Quelles sont les raisons qui peuvent amener à un refus d’agrément ?
Cela peut être un délai administratif non respecté, l’absence d’un document important. Mais quand il n’en manque qu’un, on peut proposer un agrément temporaire en attendant que le dossier soit complété. Un autre des écueils est l’interdiction de gérer une autre société si un Gaec est constitué. De même, l’agrément peut être refusé s’il n’y a pas une répartition «équilibrée» des parts sociales dans le Gaec, par exemple une répartition du capital 90/10 entre deux associés.

Les demandes d’agrément augmentent-elles chaque année ? Pourquoi ?

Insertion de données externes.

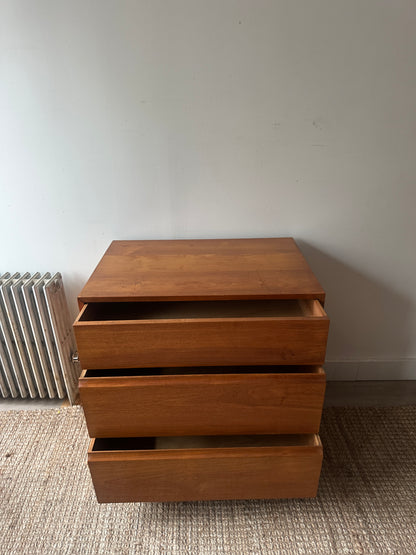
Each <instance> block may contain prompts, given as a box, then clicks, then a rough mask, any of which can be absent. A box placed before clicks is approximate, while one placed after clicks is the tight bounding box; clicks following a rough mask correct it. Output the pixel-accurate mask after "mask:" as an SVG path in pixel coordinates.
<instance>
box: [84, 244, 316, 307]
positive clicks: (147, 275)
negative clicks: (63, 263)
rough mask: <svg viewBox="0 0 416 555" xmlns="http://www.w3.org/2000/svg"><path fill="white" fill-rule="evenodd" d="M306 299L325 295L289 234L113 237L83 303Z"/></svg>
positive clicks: (91, 281)
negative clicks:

Depuis fin 2014, on observe une très forte progression du nombre de Gaec, suite à la réforme de la Pac, avec l’application des nouveaux critères de transparence, qui permet, entre autres, de reconnaître l’activité des femmes et des hommes dans chaque exploitation de ce type. De même, les aides de la Pac sont déterminées comme si chacun était un agriculteur individuel avec son apport en surface.

De qui émanent-elles ?
Tous les agriculteurs déposent des demandes d’agrément, mais il y a plus de demandes en élevage qu’en grande culture, car la main-d’œuvre familiale est nécessaire, c’est souvent une affaire de famille (les parents et un enfant, voire deux). La plupart des Gaec se retrouvent dans l’ouest du département.
Propos recueillis par F. G.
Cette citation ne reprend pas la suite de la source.